Читаем Туркестанский крест полностью

«Мусульманский батальон» со дня на день ждал отправки в Союз на переформирование. Должностей для артиллеристов в его штатном расписании не предвиделось. Впереди маячила унылая перспектива возвращения в Кизыл-Арват, а Максим за последние полтора месяца как-то свыкся с мыслью, что ему удалось вырваться из цепких лап каракумского ада. От безысходности его начала одолевать хандра, и тут судьба уготовила ему неожиданную встречу. После обеда, скользя по раскисшей глине, у одной из штабных палаток лейтенант нос к носу столкнулся с подполковником Ковалевским. Они были знакомы по Кизыл-Арвату. В довоенной жизни играли в одной команде на гарнизонном турнире по волейболу. Именно Ковалевский, будучи начальником отдела кадров дивизии, вручал Максиму предписание в мусбат. Офицеры разговорились, подполковник рассказал своему младшему товарищу, что 16-го декабря его самого срочно откомандировали в Ташкент и назначили начальником управления кадров 40-й армии. Пользуясь моментом, Кольченко задал мучавший его вопрос – неужели ему предстоит вернуться в выжженный белым солнцем пустыни гарнизон? Ковалевский пообещал разобраться и помочь.

Утром лейтенанта вызвали в управление кадров. Начальник управления сказал, что есть возможность прикомандировать его на время к штабу армии: командарм потребовал срочно скомплектовать группу из молодых офицеров для обучения наведению вертолётов на цели, чтобы как-то организовать взаимодействие с авиацией в возможных боестолкновениях. Кольченко согласился; ТуркВО в те времена был незаменяемым округом, и маршрут выхода из ада Кизыл-Арвата пролегал через ад афганский.

Батальон улетел в солнечный Чирчик, а лейтенант остался в холодном и грязном Кабуле. К двадцатому января группа была укомплектована и приступила к занятиям. Ничего сверхсложного, просто надо было понять, что цели с высоты выглядят иначе, чем видятся с земли. Пришлось полетать, привыкая смотреть на поле боя глазами пилота. В том январе пришло письмо от Светланы, и Максим узнал, что в конце лета станет отцом.

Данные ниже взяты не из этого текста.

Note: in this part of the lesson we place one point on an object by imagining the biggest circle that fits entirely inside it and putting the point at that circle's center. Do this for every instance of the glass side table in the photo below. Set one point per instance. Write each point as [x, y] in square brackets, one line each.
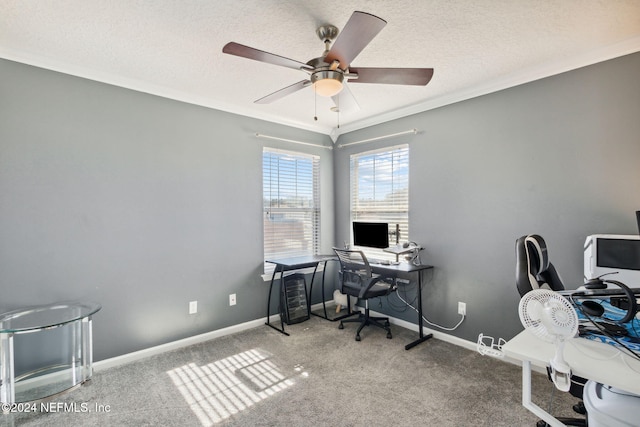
[74, 350]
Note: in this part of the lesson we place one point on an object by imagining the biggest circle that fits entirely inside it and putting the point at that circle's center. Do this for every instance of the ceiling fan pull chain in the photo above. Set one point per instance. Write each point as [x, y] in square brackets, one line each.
[315, 105]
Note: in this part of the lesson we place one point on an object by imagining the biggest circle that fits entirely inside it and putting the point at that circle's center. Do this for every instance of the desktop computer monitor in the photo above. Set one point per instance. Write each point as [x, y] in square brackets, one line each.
[371, 234]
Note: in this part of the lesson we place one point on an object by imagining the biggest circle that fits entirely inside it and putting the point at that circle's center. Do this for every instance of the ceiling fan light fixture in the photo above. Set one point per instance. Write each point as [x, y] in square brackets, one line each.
[327, 82]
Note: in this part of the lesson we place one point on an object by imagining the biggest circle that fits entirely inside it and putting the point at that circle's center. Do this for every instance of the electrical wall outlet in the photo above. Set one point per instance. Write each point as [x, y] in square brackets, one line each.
[462, 308]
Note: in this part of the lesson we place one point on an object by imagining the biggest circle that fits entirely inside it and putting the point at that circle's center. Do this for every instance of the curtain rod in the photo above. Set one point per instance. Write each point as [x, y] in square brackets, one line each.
[413, 131]
[259, 135]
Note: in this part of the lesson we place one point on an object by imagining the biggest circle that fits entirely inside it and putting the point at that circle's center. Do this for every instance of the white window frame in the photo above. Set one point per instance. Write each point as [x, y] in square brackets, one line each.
[291, 204]
[380, 193]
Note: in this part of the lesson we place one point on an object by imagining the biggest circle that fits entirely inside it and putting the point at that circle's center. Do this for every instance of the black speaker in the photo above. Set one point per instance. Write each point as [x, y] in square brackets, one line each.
[294, 299]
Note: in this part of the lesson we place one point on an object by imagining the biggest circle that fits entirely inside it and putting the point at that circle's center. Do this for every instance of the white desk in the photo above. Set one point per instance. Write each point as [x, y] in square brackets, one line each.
[588, 359]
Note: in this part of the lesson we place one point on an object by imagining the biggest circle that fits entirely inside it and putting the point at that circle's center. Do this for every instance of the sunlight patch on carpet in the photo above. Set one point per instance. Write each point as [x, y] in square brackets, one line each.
[228, 386]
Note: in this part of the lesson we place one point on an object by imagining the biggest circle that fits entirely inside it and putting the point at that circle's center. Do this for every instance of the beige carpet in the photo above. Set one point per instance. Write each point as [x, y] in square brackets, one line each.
[318, 376]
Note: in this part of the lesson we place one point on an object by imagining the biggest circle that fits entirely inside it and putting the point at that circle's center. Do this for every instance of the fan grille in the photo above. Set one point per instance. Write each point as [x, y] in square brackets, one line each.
[548, 315]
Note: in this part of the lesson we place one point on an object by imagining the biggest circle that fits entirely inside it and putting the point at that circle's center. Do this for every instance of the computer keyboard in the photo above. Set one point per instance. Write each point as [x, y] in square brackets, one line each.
[379, 261]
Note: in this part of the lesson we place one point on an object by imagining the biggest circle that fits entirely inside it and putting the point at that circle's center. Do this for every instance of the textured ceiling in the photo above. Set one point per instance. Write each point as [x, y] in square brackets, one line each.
[174, 48]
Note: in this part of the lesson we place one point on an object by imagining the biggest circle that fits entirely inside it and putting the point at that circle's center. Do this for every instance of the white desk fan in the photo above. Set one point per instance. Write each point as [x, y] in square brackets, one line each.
[550, 317]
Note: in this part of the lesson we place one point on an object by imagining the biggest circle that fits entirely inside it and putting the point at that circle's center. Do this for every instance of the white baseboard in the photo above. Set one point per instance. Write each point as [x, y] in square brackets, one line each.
[174, 345]
[159, 349]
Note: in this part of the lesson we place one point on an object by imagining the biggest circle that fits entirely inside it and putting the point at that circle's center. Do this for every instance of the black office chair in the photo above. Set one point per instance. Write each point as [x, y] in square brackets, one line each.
[534, 271]
[356, 279]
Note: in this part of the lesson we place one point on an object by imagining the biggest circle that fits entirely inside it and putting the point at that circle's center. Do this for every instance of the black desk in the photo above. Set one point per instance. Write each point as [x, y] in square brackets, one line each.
[290, 264]
[312, 261]
[405, 269]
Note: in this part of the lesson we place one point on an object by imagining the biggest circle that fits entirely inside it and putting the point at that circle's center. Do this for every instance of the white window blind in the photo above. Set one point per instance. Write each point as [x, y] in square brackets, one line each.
[291, 204]
[380, 192]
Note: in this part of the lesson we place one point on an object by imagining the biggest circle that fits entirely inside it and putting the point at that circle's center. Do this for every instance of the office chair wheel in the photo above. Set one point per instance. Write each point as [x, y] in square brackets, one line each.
[579, 408]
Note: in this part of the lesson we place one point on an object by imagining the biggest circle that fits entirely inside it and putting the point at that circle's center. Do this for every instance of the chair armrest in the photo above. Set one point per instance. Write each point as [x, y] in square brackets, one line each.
[375, 280]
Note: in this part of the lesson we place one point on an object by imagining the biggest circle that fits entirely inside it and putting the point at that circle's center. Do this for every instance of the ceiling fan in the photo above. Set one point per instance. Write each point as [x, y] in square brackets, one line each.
[328, 73]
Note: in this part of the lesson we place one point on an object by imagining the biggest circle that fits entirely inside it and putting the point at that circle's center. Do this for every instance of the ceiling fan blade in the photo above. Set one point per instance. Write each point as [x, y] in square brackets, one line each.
[357, 33]
[393, 76]
[259, 55]
[345, 101]
[283, 92]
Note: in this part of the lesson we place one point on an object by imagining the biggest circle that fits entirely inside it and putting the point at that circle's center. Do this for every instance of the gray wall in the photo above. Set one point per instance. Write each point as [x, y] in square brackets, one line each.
[143, 203]
[559, 157]
[136, 202]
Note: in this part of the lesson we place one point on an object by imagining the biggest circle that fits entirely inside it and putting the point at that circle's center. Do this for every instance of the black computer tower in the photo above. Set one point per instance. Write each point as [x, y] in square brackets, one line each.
[294, 299]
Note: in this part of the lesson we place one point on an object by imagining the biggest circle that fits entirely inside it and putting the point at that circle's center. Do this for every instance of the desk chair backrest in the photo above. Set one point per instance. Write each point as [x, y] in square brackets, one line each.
[354, 268]
[533, 269]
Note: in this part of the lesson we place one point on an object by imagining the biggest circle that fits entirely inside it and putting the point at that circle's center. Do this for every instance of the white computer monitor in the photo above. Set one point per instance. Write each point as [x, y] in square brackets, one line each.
[613, 253]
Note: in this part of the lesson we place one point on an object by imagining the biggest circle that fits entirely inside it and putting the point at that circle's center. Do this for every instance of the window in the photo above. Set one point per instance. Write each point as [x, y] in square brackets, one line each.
[380, 192]
[291, 204]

Обучение завершилось двадцать второго февраля, и в тот же день вся команда перебралась с аэродрома под бочок штаба армии, в Дар уль-Уман. Тогда, в феврале, прошёл слух о выводе армии в СССР, ведь заходили-то войска в Афганистан, согласно приказу, на три месяца. Но к тому времени большинство провинций уже были охвачены мятежом. Афганская армия полками переходила на сторону мятежников. Без военной поддержки шурави новый режим не продержался бы и дня. А когда в конце февраля практически всё взрослое мужское население Кабула вышло на улицы, протестуя против властей и нашего присутствия, стало совершенно очевидно, что мы здесь задержимся надолго. Протест был подавлен при помощи оружия и боевой техники. Над афганской столицей на предельно низких высотах пролетали советские истребители и штурмовики. Когда они преодолевали звуковой барьер, город сотрясался от страшного грохота. Тогда пролилось много крови, а кровь на Востоке не прощают. С этого момента затяжная война стала неизбежной.

В костре потрескивали сухие ветки. Мерный шум водопада служил фоном бесчисленному хору цикад. Ночной ветерок нёс в долину прохладу гор. Все сидели молча, ожидая продолжения рассказа.

– Так это, и правда, самая настоящая война? – в голосе Златы тревога смешалась с недоумением.

– Война. Горная, партизанская… Не похожая на предыдущие, – лейтенант достал из пачки очередную сигарету, – первыми армейскими операциями руководил один генерал-полковник из Генерального штаба. Он топал ногами, делал страшные глаза и твердил, как заведённый – «я, если потребуется, вас всех положу, а приказ министра выполню»! Ну, в общем-то, и клал…

В марте, на первой кунарской, мы потеряли шестьдесят человек. Трём батальонам было придано пятьдесят боевых вертолётов и столько же самолётов. Генерал, по всей видимости, искренне верил, что мужики в широких штанах – так он называл душманов – увидев такую мощь, в страхе разбегутся по горам, как тараканы по грязной кухне. Но на той, самой первой операции, всё пошло не по плану Генштаба, а согласно замыслу афганского полковника Рауфа, выпускника нашей академии имени Фрунзе, руководившего силами мятежников в Кунаре. В Шигальском ущелье один из батальонов попал в засаду… Там была мясорубка, но приказ министра был выполнен. Генерал получил орден и, в нагрузку к нему сразу два прозвища: «Седая смерть» и «Гробовщик».

Максим щёлкнул зажигалкой, прикуривая потухшую сигарету, и затянувшись табачным дымом, продолжил рассказ.